Diet is very important for keeping blood sugar levels in the safe zone. “Save soda pop and juice for when you need to treat low blood sugar,” says Megan Asterino-McGeean, BSN, RN, CDCES. “Our blood sugars mimic our carbohydrate intake. Eating too many carbs increases sugar levels. That’s why consistency is key. Be choosy. Nutrient-dense, high-fiber, complex carbs are a better everyday choice than simple processed carbs. Processed carbs don’t occur naturally and tend to be located in the middle of the grocery store.”
Constant stress and anxiety can spike blood sugar levels thanks to the stress hormone cortisol. “In healthy people, cortisol fluctuates naturally throughout the day, spiking in the morning and falling at night,” says Joshua J. Joseph, MD, endocrinologist and researcher at The Ohio State Wexner Medical Center’s Diabetes and Metabolism Research Center. “But in participants with type 2 diabetes, cortisol profiles that were flatter throughout the day, had higher glucose levels. Most people with Type 2 diabetes know the importance of exercising regularly, eating a healthy diet, and getting plenty of rest. But stress relief is a crucial and often forgotten component of diabetes management. Whether it’s a yoga class, taking a walk or reading a book, finding ways to lower your stress levels is important to everyone’s overall health, especially for those with type 2 diabetes.”
Getting the right amount of quality sleep (seven hours a night for healthy adults) is incredibly important for helping keep blood sugar down. “So, firstly, you’re releasing less insulin when you’re sleep-deprived,” says Matthew Walker, PhD, director of the Center for Human Sleep Science at the University of California, Berkeley. “But what little insulin you do release is not instructing those cells to open up the channels to take away the monsoon of the glucose that’s flowing in the channels of the body. So on both sides of the glucose regulation, on the release of insulin, to instruct cells to absorb glucose, and on those cells themselves to be sort of instructed by insulin, those cells became less sensitive to the insulin signal. And so, as a consequence, your overall ability to deal with glucose became far more degraded, and blood glucose remained higher, which sets you on a profile of looking pre-diabetic.”
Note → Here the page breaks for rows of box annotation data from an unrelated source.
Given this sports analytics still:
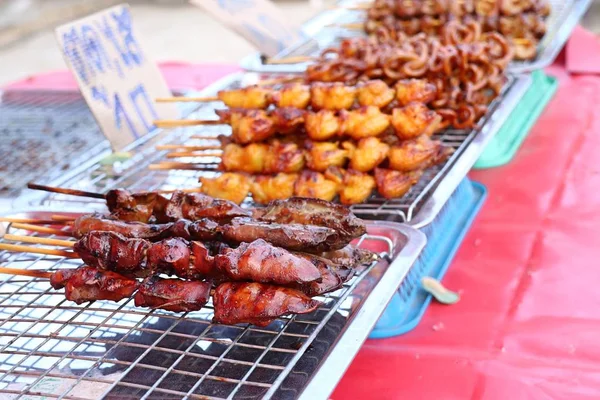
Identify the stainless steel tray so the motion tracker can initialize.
[20,73,531,227]
[0,210,426,400]
[240,0,592,74]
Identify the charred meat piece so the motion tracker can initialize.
[106,189,162,222]
[219,218,348,252]
[253,197,367,239]
[50,266,138,304]
[290,254,345,297]
[155,191,250,223]
[73,214,219,242]
[73,231,154,277]
[213,282,321,326]
[134,277,212,312]
[215,239,321,285]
Getting some movement throughout the day, no matter how small the amount, is highly effective in lowering blood sugar. “It’s important to be active, but that can be tricky depending on your lifestyle or any health conditions you have,” says Asterino-McGeean. “So aim to move more than yesterday. If that’s all you can do, it still counts. If you can’t do 30 minutes at a time, focus on five- or 10-minute increments instead. Try that once a day. Move up to twice and then three times each day when you can tolerate more. If you’re starting a new exercise routine, talk with your provider, physical therapist or trainer first to make sure you’re doing it safely.”
“The fastest way to bring down your blood sugar (glucose) levels is to take insulin, but this should only be done as prescribed by a doctor,” says Dr. Cunha. “The next quickest way to lower blood sugar is to exercise. But if your blood glucose is above 240 mg/dl, you should check your urine for ketones. If ketones are present, exercise may not be recommended.”